社会を“もっと”素敵な場所に──そんな想いを胸に2016年に創刊したウェブマガジン「
IDEAS FOR GOOD」。私たちはこれまで、気候変動や循環経済、ジェンダー、人権、地域、教育、テクノロジーなどをテーマに、世界各地で社会課題に向き合う企業、自治体、実践者、市民の取り組みを発信してきました。
戦争や災害、不祥事など、問題を伝えるニュースが絶え間なく流れるなかで、IDEAS FOR GOODが光を当ててきたのは、課題そのものだけではありません。

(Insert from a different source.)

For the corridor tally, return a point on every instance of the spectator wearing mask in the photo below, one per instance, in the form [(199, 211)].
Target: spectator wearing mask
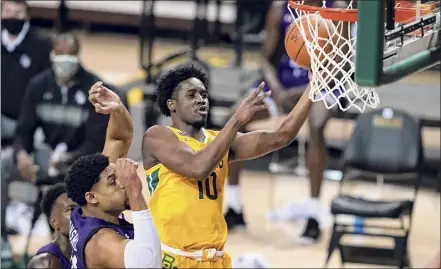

その先で未来を変えようとする人々の創造的な実践、まだ小さくとも確かに芽吹いている希望、そして「こんな世界が見てみたい」と思わせるアイデアです。
一人でも多くの人にインスピレーションを届け、次の行動のきっかけをつくりたい。記事を通じて、社会をよりよい未来へ前進させたい。そんな願いのもと、IDEAS FOR GOODは約10年にわたり、希望あるアイデアと人々の声を届けてきました。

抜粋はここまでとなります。